Figure 3. GAS metagenome exogenous elements.

Illustrated are loci of integration of phages and ICEs into the core chromosome. Prophages are indicated with triangles and ICEs with squares. Stacked triangles and squares indicate a common integration site. Elements are color-coded to indicate the source strain. Prophages and ICEs are numbered as they occur clockwise around the core chromosome for each strain. Integration loci are lettered alphabetically as they occur clockwise around the core chromosome. The six rRNA operons are shown as green bars. Gene designations are as follows: 1) secreted pyrogenic-toxin-superantigens: speA, speC, speH, speI, speK, speL, speM, and ssa; 2) secreted DNAses: sda, sdn, spd1, spd3, and spd4; 3) secreted phospholipase: sla; 4) antimicrobial resistance: erm(A), mef(A), and tet(O); 5) cell surface adhesins: R6 and R28; 6) none, these elements lack a known or obvious virulence gene.

Figure 4. ICEs encoding antimicrobial resistance genes.

(A) 2096-RD.2 encoding Tet(O). (B) 10750-RD.2 encoding Erm(A). Illustrated are predicted coding sequences with gene numbers and predicted functions. Gene numbers given in red denote unique gene content as determined by BLASTP comparison to the GAS metagenome (no hit at e = 1×10⁻⁶). CDS are color coded to designate functionally related groups: red, antimicrobial resistance; green, secreted and cell surface; blue, mobilization and transfer; violet, element maintenance; yellow, transcriptional regulation; grey, hypothetical and unclassified.

Figure 5. Domain architecture of putative cell surface acidic protein MGAS2096_Spy1156.

The protein has a conventional Gram-positive secretion signal sequence and a tripartite (TPKTG, membrane span, positively charged anchor) cell wall attachment domain. The aminoterminal portion of the protein has an intimin/invasin-like domain (Structural Classification of Proteins superfamily: SSF49373) and shares similarity (45% from amino acid ∼50-to-350) with a putative cell surface protein of unknown function (lmo1115) in the genome sequence of the intracellular pathogen Listeria monocytogenes strain EGD-e. The carboxyterminal portion of the protein (∼315-to-1350) has 8 Cna B-type domain repeats (Protein Family: PF05738) and shares similarity with multiple proteins annotated as collagen-binding. These characteristics suggest this protein may function as an adhesin/invasin.

Figure 6. GAS metagenome FCT region variants.

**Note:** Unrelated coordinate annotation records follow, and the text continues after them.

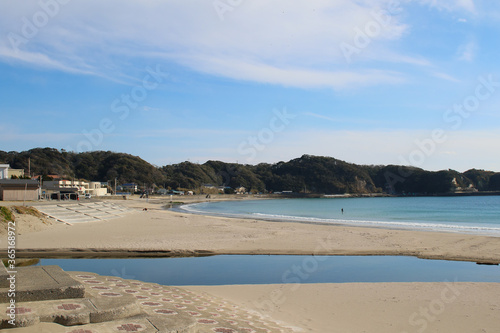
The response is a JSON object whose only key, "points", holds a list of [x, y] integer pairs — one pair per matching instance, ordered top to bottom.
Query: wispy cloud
{"points": [[451, 5], [265, 46], [467, 51], [445, 76]]}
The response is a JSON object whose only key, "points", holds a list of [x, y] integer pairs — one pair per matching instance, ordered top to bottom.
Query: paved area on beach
{"points": [[83, 212], [113, 304]]}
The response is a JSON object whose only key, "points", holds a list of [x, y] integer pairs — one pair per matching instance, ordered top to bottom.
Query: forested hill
{"points": [[309, 174]]}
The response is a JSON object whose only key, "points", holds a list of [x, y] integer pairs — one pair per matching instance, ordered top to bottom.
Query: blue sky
{"points": [[367, 81]]}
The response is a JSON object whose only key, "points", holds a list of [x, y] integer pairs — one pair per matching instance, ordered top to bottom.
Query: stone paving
{"points": [[83, 212], [113, 304]]}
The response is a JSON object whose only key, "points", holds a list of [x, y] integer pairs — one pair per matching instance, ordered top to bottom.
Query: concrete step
{"points": [[40, 283], [114, 304]]}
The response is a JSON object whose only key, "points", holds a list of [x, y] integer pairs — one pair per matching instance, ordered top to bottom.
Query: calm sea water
{"points": [[474, 214], [246, 269]]}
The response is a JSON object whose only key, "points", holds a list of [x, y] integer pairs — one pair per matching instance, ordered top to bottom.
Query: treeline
{"points": [[307, 174]]}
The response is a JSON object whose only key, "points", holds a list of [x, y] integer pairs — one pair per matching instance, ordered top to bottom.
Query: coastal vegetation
{"points": [[306, 174]]}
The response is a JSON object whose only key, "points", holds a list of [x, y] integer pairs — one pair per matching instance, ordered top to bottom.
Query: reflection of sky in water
{"points": [[245, 269]]}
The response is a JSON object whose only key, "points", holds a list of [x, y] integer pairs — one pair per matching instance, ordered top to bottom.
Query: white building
{"points": [[4, 171], [92, 188]]}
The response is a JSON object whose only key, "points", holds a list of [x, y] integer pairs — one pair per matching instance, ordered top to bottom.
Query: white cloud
{"points": [[451, 5], [286, 43], [467, 51], [445, 76]]}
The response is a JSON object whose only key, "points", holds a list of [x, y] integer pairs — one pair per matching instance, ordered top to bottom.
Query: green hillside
{"points": [[307, 174]]}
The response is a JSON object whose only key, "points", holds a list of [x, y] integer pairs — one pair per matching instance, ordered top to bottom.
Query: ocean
{"points": [[464, 214]]}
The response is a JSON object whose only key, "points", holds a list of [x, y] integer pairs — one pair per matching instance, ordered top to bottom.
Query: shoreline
{"points": [[389, 225], [159, 232], [378, 307]]}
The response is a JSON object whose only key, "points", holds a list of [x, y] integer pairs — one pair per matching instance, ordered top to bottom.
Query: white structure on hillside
{"points": [[4, 171], [92, 188]]}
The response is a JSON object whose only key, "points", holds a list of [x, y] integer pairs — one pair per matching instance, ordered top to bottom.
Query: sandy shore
{"points": [[349, 307], [372, 307]]}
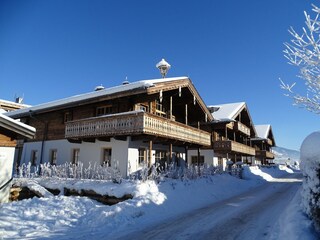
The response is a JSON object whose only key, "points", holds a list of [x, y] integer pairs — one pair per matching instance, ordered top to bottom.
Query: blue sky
{"points": [[231, 50]]}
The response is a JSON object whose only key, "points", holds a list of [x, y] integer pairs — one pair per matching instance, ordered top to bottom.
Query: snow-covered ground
{"points": [[61, 217]]}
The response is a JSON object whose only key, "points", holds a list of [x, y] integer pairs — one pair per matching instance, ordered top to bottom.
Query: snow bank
{"points": [[310, 166], [264, 173], [60, 217], [66, 217]]}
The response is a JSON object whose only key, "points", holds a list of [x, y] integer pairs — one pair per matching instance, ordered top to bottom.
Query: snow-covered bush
{"points": [[310, 166], [69, 170]]}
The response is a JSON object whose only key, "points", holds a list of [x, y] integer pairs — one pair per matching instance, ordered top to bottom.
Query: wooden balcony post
{"points": [[170, 107], [186, 114], [150, 153], [186, 155], [199, 161]]}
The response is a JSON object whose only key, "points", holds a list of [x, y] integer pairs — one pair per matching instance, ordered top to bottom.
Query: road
{"points": [[251, 215]]}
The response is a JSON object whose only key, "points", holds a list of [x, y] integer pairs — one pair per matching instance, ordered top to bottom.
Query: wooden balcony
{"points": [[135, 123], [238, 126], [269, 141], [233, 147], [264, 154]]}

(A) Architecture of the FCT region variants. CDSs are colored to designate the following groups: black, conserved flanking genes (SF370: 5′ Spy_0123 and 3′ Spy_0136); yellow, transcriptional regulators; red, extracellular matrix-binding and/or pilin-subunit proteins; tan, signal peptidases; green, sortases; purple, insertion sequences. Although there are differences both intra- and interserotype indicative of antigenic variation, nearly all of the extracellular matrix-binding proteins and pilin-subunit proteins have predicted secretion signal sequences and cell wall attachment domains in one or more of the genomes. Additionally illustrated is the similarity between the serotype M2 and GBS pilus encoding region proteins in global alignments. (B) Relationships among the FCT region variants. Nucleotide sequences bounded by the flanking conserved genes for the each of the sequenced GAS strains and the five GBS genes in panel A, were aligned with ClustalW and a neighbor-network was generated using SplitsTree.